Journalists tend to disagree with Kinsley. One Columbia Journalism Review writer argues that quotes from experts show a reporter has done their homework. Like Kinsley I have issues with experts, though I disagree with CJR's idealistic interpretation of their implementation. But "experts" serve many purposes, even if papers often deploy them egregiously.

As Kinsley points out, the use of experts often fails to ensure any reporting standard. But experts provide journalists with a dependable structure for stories, that they can file under deadline. Expert quotes in stories also give readers of varying opinions something to latch on to, which guarantees papers more subscriptions. One negative outcome of dependence on experts is that we're left subject to manipulation, experts can be used as tools by papers, lobbyists and politicians. But with careful attention to experts' backgrounds, smart readers can quickly understand the particular slant of the story. All to say that the use of experts doesn't waste newspaper space and it would be simplistic to conclude readers move online because articles are too long.

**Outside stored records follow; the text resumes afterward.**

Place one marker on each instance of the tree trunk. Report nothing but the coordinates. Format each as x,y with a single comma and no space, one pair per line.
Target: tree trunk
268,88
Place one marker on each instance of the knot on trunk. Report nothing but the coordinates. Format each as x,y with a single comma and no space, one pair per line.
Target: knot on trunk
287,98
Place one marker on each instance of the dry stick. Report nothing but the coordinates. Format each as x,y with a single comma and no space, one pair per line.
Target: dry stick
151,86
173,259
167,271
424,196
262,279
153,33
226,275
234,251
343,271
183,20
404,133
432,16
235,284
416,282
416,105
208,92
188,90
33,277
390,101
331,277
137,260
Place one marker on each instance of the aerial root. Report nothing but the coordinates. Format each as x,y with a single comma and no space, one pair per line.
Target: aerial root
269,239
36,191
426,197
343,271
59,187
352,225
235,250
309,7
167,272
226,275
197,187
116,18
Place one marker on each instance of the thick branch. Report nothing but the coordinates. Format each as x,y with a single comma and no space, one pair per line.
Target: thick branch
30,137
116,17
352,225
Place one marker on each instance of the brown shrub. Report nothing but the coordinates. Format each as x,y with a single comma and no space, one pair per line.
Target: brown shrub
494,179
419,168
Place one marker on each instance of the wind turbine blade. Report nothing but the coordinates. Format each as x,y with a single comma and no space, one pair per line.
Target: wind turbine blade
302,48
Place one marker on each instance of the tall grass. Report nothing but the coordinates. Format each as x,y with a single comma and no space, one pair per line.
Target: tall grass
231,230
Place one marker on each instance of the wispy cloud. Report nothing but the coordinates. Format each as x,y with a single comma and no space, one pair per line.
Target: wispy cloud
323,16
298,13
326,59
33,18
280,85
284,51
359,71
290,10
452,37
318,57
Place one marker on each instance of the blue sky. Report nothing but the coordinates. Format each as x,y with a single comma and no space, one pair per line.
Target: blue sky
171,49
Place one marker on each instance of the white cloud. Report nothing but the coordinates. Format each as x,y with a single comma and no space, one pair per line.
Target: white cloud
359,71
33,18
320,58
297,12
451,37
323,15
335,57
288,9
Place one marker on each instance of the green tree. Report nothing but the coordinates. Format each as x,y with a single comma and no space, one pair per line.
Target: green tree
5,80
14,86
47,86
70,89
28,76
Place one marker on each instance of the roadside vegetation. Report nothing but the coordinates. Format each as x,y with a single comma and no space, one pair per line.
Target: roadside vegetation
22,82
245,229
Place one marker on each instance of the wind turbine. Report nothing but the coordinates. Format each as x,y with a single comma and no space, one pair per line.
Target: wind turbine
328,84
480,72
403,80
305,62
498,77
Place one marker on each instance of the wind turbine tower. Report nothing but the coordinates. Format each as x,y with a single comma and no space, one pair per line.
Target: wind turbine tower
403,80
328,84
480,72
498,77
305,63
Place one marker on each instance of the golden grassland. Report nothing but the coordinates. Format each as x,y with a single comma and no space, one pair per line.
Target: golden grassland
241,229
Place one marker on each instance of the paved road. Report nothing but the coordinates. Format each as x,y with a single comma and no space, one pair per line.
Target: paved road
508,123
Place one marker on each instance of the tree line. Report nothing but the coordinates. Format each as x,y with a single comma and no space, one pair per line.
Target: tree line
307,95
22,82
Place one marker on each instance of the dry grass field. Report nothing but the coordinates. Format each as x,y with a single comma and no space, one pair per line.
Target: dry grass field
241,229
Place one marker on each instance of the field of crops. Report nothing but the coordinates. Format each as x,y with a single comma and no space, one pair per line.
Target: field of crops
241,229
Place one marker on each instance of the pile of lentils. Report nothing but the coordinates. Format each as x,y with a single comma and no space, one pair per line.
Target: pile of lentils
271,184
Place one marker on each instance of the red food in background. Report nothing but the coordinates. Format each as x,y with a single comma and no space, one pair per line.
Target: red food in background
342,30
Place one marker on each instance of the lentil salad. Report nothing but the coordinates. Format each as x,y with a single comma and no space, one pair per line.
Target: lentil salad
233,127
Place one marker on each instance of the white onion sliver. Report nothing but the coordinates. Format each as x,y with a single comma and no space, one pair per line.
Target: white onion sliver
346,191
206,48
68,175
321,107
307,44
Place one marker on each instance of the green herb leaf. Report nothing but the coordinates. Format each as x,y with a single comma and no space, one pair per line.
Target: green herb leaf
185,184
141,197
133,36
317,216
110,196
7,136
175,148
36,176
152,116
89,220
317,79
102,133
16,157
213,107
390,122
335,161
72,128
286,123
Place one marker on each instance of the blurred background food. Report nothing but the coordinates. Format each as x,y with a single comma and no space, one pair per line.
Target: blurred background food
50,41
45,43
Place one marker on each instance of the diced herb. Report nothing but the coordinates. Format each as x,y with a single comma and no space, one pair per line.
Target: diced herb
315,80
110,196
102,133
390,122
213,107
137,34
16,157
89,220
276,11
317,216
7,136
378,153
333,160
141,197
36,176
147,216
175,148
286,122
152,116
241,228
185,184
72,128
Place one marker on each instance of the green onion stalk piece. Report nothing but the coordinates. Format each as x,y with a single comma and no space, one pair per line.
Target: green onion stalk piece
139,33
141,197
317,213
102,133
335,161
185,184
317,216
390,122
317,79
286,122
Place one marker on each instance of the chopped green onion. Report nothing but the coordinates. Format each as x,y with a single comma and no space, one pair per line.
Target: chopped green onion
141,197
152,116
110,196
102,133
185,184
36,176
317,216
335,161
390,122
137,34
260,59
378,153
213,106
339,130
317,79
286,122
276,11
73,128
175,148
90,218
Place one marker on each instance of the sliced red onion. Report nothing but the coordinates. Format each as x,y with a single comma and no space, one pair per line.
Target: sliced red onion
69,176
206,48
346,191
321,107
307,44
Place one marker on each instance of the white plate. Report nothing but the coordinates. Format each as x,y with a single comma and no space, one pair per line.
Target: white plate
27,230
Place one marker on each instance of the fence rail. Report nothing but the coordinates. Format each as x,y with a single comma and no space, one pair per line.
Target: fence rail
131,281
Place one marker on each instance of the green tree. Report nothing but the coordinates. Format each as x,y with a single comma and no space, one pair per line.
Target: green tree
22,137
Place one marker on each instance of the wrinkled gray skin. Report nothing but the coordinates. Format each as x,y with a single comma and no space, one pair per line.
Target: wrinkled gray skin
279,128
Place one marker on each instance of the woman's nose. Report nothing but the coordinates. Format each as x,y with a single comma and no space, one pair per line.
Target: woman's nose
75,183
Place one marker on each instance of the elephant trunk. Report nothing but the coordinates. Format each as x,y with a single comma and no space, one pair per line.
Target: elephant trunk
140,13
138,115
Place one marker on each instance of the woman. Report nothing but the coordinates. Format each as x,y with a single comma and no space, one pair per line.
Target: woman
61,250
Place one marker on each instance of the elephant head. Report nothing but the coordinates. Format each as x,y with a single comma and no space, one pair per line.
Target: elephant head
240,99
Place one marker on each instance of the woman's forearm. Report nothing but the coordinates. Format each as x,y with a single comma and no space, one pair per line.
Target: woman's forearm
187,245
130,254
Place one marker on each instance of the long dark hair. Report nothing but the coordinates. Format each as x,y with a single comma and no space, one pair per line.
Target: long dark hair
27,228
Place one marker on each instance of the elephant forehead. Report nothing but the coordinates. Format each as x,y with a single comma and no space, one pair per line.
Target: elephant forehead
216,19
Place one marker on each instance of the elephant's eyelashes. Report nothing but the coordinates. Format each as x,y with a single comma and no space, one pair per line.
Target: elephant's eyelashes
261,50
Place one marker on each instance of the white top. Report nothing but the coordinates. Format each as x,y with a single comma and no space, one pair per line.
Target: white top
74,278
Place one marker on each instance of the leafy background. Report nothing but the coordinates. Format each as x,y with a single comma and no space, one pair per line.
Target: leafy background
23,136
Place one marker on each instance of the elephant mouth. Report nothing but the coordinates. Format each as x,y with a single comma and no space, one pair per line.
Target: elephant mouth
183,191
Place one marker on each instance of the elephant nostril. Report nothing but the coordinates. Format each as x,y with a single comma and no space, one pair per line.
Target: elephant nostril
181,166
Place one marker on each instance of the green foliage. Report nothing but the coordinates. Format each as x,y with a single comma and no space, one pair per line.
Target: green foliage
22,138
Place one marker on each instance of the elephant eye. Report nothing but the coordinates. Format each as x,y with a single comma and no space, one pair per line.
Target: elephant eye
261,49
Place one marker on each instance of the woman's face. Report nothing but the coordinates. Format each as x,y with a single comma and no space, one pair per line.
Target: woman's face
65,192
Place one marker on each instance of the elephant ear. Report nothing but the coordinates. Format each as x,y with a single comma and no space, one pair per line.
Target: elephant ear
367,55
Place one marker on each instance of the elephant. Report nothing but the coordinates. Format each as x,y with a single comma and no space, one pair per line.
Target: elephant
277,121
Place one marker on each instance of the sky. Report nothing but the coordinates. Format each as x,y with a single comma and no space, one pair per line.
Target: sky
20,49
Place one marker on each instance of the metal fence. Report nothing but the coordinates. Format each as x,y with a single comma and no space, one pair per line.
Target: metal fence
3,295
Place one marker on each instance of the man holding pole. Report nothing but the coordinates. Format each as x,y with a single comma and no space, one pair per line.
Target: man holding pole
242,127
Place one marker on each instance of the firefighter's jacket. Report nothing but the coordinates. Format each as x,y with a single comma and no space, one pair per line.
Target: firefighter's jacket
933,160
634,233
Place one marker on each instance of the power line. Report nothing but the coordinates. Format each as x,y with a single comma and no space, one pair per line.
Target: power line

Balance of Evidence vs. Journalistic Balance

In our area of science and technology, journalists report the science in public policy stories like global warming and bisphenol A safety, with necessary journalistic traditions of "balance", "both sides", and statements from "experts". But most often they fail to relay important keystones to understanding science, like the more important "balance of evidence". For example, the balance of evidence supports global warming, although scientists disagree about some details and likely outcomes.

Furthermore, papers routinely identify policy advocates or lobbyists as "scientists" with dependable expertise because they hold a Ph.D., M.D., or other credential, but pay no heed to experts' affiliations or politics, which often provide the only meaningful information. Lobbyists in the global warming arena appear often in newspaper stories, although an opinion from Exxon-Mobil often doesn't offer credible science, rather an opinion as an "expert" on a certain policy preference.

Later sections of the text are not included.